図8は本発明の第2実施形態に係る電力系統事故原因推定装置の構成図である。この第2の実施形態は、
図1に示した第1実施形態に対し、系統情報管理システム22、樹木管理システム23、落雷情報システム24からの情報を入力する管理情報入力部25を追加して設け、出力部21は、事故原因集約部20で集約された集約結果に対して系統情報管理システム22、樹木管理システム23、落雷情報システム24からの情報を加味して故障原因を出力装置14に出力するようにしたものである。
【0048】
例えば、故障原因「ケーブル絶縁破壊」が得られたが、系統情報管理システム22からその系統はケーブルが敷設されていない架空線の系統であるとの情報を入力したときは、ケーブルが敷設されていない架空線の系統であるのに故障原因「ケーブル絶縁破壊」はあり得ないので、その故障原因推定結果は廃棄する。また、故障原因「樹木接触」が得られたが、樹木管理システム23からその系統の樹木は伐採したばかりであるとの情報を入力したときは、「樹木接触」の確率は低いので、その故障原因推定結果を廃棄するか、または重み係数を掛けて事故原因の集約結果を補正する。
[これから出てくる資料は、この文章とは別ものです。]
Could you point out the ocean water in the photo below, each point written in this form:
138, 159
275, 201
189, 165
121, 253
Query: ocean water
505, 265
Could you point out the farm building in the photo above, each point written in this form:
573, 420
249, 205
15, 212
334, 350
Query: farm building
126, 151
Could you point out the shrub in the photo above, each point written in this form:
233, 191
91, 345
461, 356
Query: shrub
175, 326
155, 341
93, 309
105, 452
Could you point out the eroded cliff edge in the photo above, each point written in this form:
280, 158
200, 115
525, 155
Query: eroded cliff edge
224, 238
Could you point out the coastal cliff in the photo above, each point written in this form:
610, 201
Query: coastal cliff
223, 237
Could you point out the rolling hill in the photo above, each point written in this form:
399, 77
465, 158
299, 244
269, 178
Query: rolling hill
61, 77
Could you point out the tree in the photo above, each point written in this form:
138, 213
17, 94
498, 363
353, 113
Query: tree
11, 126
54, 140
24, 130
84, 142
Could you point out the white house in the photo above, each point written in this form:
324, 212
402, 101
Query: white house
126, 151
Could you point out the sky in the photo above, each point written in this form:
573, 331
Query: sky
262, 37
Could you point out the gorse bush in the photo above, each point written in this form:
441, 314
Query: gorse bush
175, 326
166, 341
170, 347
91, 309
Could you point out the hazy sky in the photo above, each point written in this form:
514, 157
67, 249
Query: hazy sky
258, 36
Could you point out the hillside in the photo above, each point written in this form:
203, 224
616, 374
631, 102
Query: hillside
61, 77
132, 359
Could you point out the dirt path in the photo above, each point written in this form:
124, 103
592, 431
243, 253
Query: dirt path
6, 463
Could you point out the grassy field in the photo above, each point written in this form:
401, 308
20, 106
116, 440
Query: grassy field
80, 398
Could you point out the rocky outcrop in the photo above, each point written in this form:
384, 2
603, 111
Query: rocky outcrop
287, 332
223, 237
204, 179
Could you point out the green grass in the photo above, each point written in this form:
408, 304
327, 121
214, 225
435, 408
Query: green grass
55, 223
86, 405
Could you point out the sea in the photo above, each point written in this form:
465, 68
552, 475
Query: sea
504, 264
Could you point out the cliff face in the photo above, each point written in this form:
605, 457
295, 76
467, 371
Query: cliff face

また、落雷情報システム24から落雷情報を入力したときは、故障原因として「雷事故」の確率が高いので、重み係数を掛けて事故原因の集約結果を補正する。以上の説明では、管理情報入力部25は、系統情報管理システム22、樹木管理システム23、落雷情報システム24からの情報を入力するようにしたが、これらのうち、いずれか一つを入力するようにしても良い。
【0049】
このように、本発明の第2実施形態では、系統情報管理システム22、樹木管理システム23、落雷情報システム24などの情報を読み込み、故障原因の集約結果に反映させるので、事故原因の推定の精度が向上する。
【0050】
以上、本発明のいくつかの実施形態を説明したが、これらの実施形態は、例として提示したものであり、発明の範囲を限定することは意図していない。これら新規な実施形態は、その他の様々な形態で実施されることが可能であり、発明の要旨を逸脱しない範囲で、種々の省略、置き換え、変更を行うことができる。これら実施形態やその変形は、発明の範囲や要旨に含まれるとともに、特許請求の範囲に記載された発明とその均等の範囲に含まれる。